La pluie commence à tomber en grosses gouttes puis, très rapidement, ce sont des cataractes qui tombent. Un nouveau coup de vent plie la grande tente qui s’affaisse en lâchant des morceaux de bâche. Les responsables interviennent en demandant que personne ne tente quoique ce soit, la sono a pu être protégée et il est dangereux de chercher à sauver le reste tant qu’il y a du vent. Tout le monde s’est réfugié dans la petite salle des fêtes et, suivant le mouvement, Rosa et Albert croisent René qui prend Albert à part :
- Mon petit Fortunio, peux-tu me passer la clé du château, j’ai à faire…
- Affaire ? Répond Albert sans se démonter. Il lui tend la clé.
- Merci, mon pote, je laisserai la porte de derrière ouverte, dit-il en partant vivement suivi d’une donzelle rapide comme l’éclair.
Rosa le tire par la manche et l’entraîne le long une coursive vers l’arrière du bâtiment. Dehors, la pluie tombe en rafales. Ils sont dans une resserre à outils, elle l’entraîne plus loin encore, le faisant traverser une courette sous la drache implacable, puis ils se retrouvent dans une serre assez encombrée mais qui a l’avantage d’être passagèrement éclairée par l’orage.

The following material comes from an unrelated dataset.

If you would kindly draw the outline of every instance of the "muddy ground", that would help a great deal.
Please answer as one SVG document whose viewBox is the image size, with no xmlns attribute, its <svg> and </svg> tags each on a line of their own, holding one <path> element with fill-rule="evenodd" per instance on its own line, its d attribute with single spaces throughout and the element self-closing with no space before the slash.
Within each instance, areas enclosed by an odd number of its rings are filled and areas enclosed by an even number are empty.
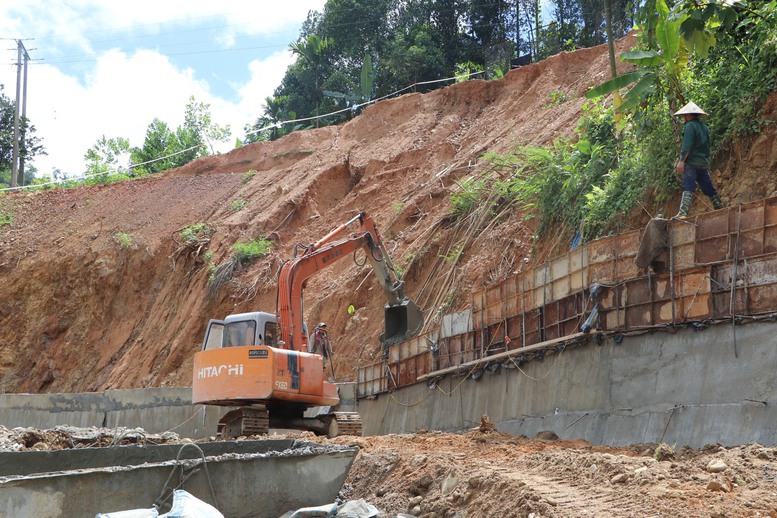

Elle le précède dans l’allée centrale puis, presque arrivée au bout, entre deux lauriers roses, elle se retourne et l regarde effrontément dans les yeux :
- On est seuls au monde, ici pendant l’orage…
- Je ne sais pas si on est seuls mais on est là toi et moi, dit-il en l’attirant à lui.
Il l’enlace et lui prend la bouche de ses lèvres émues. Dehors, la pluie tombe encore plus intensément, battant à gros bouillons sur le toit vitré de la serre, ruisselant généreusement sur les côtés. A chaque flash, la lumière leur fait croire qu’ils sont dans un aquarium ou des petits poissons perdus dans l’immensité d’un océan. Chaque coup de tonnerre fait vibrer la carcasse de la serre, donnant une impression autant de précarité que de sûreté. Combien de temps restent-ils à s’embrasser, ils ne savent, le temps est aboli. Au bout d’une demi-éternité, Rosa l’entraîne sur des bottes de paille, couvertes d’une petite bâche, qu’on croirait judicieusement posées là à cet effet. Combien de temps restent-ils sur cette couche improvisée, ils ne le surent pas plus car ils constatèrent à un moment que l’eau commençait à envahir le sol de la serre. Il était temps de se rajuster et d’évacuer les lieux. Dehors, le déluge continue et ils peuvent juste rejoindre discrètement la salle des fêtes au moment où la lumière revient.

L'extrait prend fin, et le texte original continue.